Che cerca l'uomo sulla terra? Egli cerca la felicità, Ma il trovarla sarà per lui possibile? La negativa è indubitata. Per sua natura l'uomo sarà sempre un essere vizioso e tribolato. La nostra coscienza, e l'attestazione universale ce lo dichiarano a chiare note. Se poi prendiamo in considerazione le facoltà fisiche, morali ed intellettuali dell'uomo, ci renderemo ancora più persuasi di questa verità. Il suo corpo è debole e soggetto ad un infinito numero di penose infermità: il complessivo sentimento di lui è un misto di qualità buone e cattive, che ne mantiene continuamente la volontà in tormentosa lotta, e il suo intelletto è circondato da barriere, ch'egli indarno si sforza d'abbattere. Lo stesso piacere per l'uomo altro non è che il frutto di un precedente dolore, od almeno d'un grave bisogno. La terra dunque per esso, diciamolo pure francamente, non è luogo di felicità. Che se per immutabile comandamento della natura l'uomo non può essere felice, nullameno sta in potere di lui l'alleviare le tristi sue condizioni, dacché, non mancandogli il mezzo di meditare sulle proprie infelicità, e quindi conoscendole, è in grado di prevenirne alcune, altre di limitare.

Dopo aver detto pane al pane, il dottore in medicina Moretti Enrico si profonde in una serie di consigli per migliorare la società. Consigli "politici" in senso alto, che avevano superato la censura delle "veglianti Leggi e Convenzioni stabilite fra le Potenze Austro-Italiane per la reciproca guarentigia letteraria". La lettura del libretto è preziosa per un esercizio di umiltà, poiché ci fa constatare quanto poco noi avremmo da aggiungere dal punto di vista pratico, e quanto poco noi onoriamo i valori della libertà e della democrazia, che quel brav'uomo del dottore Moretti Enrico non poteva né coltivare né esprimere.

Quindi il richiamo all'etica della politica, che sta tanto a cuore a Franco e alla cerchia dei suoi amici, alla quale mi onoro di appartenere, è essenziale. La crisi che la nazione italiana sta attraversando è innescata da fattori che (anche per nostra colpa) sono fuori del nostro controllo, ma soprattutto è alimentata dal nostro tradimento dei valori della libertà e della democrazia. Quei valori che i nostri padri, dopo il secondo bagno di sangue planetario, hanno consacrato nella nostra costituzione.
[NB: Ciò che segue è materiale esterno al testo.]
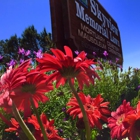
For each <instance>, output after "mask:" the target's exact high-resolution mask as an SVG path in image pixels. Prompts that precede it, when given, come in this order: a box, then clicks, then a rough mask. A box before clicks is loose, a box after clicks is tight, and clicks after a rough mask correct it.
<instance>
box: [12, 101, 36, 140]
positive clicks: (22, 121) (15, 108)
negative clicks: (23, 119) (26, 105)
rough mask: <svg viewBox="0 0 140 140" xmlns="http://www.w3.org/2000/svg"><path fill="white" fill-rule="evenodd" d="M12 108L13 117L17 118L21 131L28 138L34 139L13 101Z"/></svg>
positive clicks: (31, 133)
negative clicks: (24, 134) (21, 128)
mask: <svg viewBox="0 0 140 140" xmlns="http://www.w3.org/2000/svg"><path fill="white" fill-rule="evenodd" d="M12 110H13V113H14V116H15V118H16V119H17V121H18V123H19V125H20V127H21V128H22V130H23V132H24V133H25V135H26V136H27V137H28V139H29V140H36V139H35V137H34V136H33V134H32V133H31V131H30V130H29V128H28V127H27V125H26V124H25V123H24V121H23V119H22V117H21V115H20V113H19V111H18V109H17V108H16V106H15V104H14V102H13V104H12Z"/></svg>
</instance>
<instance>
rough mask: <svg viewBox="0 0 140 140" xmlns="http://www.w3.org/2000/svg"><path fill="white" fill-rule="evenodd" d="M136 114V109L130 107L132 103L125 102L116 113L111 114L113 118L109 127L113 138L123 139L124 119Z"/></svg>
mask: <svg viewBox="0 0 140 140" xmlns="http://www.w3.org/2000/svg"><path fill="white" fill-rule="evenodd" d="M131 113H134V109H133V108H132V107H131V106H130V102H126V100H124V101H123V104H122V105H120V106H119V107H118V108H117V110H116V112H111V117H109V118H108V123H109V124H108V127H109V128H110V129H111V138H117V139H122V138H125V137H122V133H123V131H124V130H125V128H124V123H123V122H124V119H125V118H126V116H128V115H129V114H131Z"/></svg>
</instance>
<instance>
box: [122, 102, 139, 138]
mask: <svg viewBox="0 0 140 140" xmlns="http://www.w3.org/2000/svg"><path fill="white" fill-rule="evenodd" d="M124 127H125V131H124V132H123V135H127V137H128V138H129V140H136V138H137V137H140V101H139V102H138V104H137V108H136V111H135V113H133V114H129V115H128V116H126V118H125V120H124Z"/></svg>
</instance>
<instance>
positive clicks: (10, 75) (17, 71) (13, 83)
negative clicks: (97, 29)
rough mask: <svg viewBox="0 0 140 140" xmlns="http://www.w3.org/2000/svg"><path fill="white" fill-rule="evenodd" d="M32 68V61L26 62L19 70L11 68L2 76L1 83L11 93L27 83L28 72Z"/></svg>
mask: <svg viewBox="0 0 140 140" xmlns="http://www.w3.org/2000/svg"><path fill="white" fill-rule="evenodd" d="M29 67H30V59H29V60H26V61H24V63H22V64H20V65H19V66H18V67H17V68H12V67H9V68H8V69H7V71H6V72H5V73H4V74H3V75H2V76H1V79H0V83H1V85H2V86H3V87H4V88H7V89H8V90H9V91H11V90H13V89H14V88H17V87H19V86H20V85H21V84H22V83H23V82H25V81H26V74H27V70H28V68H29Z"/></svg>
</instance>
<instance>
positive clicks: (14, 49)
mask: <svg viewBox="0 0 140 140" xmlns="http://www.w3.org/2000/svg"><path fill="white" fill-rule="evenodd" d="M19 47H20V48H23V49H25V50H26V51H27V50H31V55H30V57H34V54H33V51H38V50H39V49H42V50H43V52H45V51H46V52H48V53H50V48H54V47H55V45H54V43H53V41H52V36H51V34H50V33H47V32H46V29H45V28H44V29H43V31H42V32H40V33H38V32H37V30H36V29H35V27H34V26H33V25H32V26H29V27H28V28H26V29H25V30H24V31H23V33H22V35H21V37H17V35H16V34H15V35H13V36H11V37H10V38H9V39H6V40H0V55H2V56H3V57H4V58H3V59H2V60H1V61H0V65H1V66H3V67H5V65H6V63H8V62H9V61H10V59H16V60H17V59H18V58H19V54H18V53H17V52H18V49H19Z"/></svg>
Libertà e democrazia significano  riconoscimento, anche sul piano dell'organizzazione politica ed economica, della uguaglianza degli esseri umani nella loro dignità e nella loro capacità di contribuire alla conservazione a la progresso della società.

L'invadenza e l'irriducibilità della malavita organizzata, nostra vergogna di fronte al mondo civile, non sarebbe possibile senza pigrizie, viltà e connivenze ad ogni livello.

La prepotenza di una burocrazia pletorica, inefficiente, proterva, costosa, retriva, corrotta, subdolamente organizzata per condizionare il potere politico democratico, è un'altra vergogna che ci pone in fondo alle classifiche dei Paesi disastrati.

L'opportunismo sfacciato di una classe politica che furbescamente ingaggia un gruppetto d'esperti per fare quello che considera il lavoro "sporco" (qualche dolorosa e non risolutiva medicazione alle piaghe d'Italia) e sfacciatamente rivela che il suo unico scopo è salvare una buona parte dei suoi scandalosi privilegi, è disarmante.

Verrebbe da abbandonarsi allo sconforto. Ma l'impoverimento in atto, la costrizione a riflettere sulle nostre abitudini di vita, la sensibilità sempre più viva all'ingiustizia dei privilegi, la sfiducia nei politici chiacchieroni, l'umiliazione dello scivolamento tra le nazioni che inquinano, col loro dissennato debito pubblico, il mondo industrializzato, possono costituire il clima adatto per un risveglio etico.

Speriamo che sia così e che i demoni che sono dentro di noi non prevalgano e non vinca l'odio, quello che dà frutti di sangue, come si è visto anche a Camorena.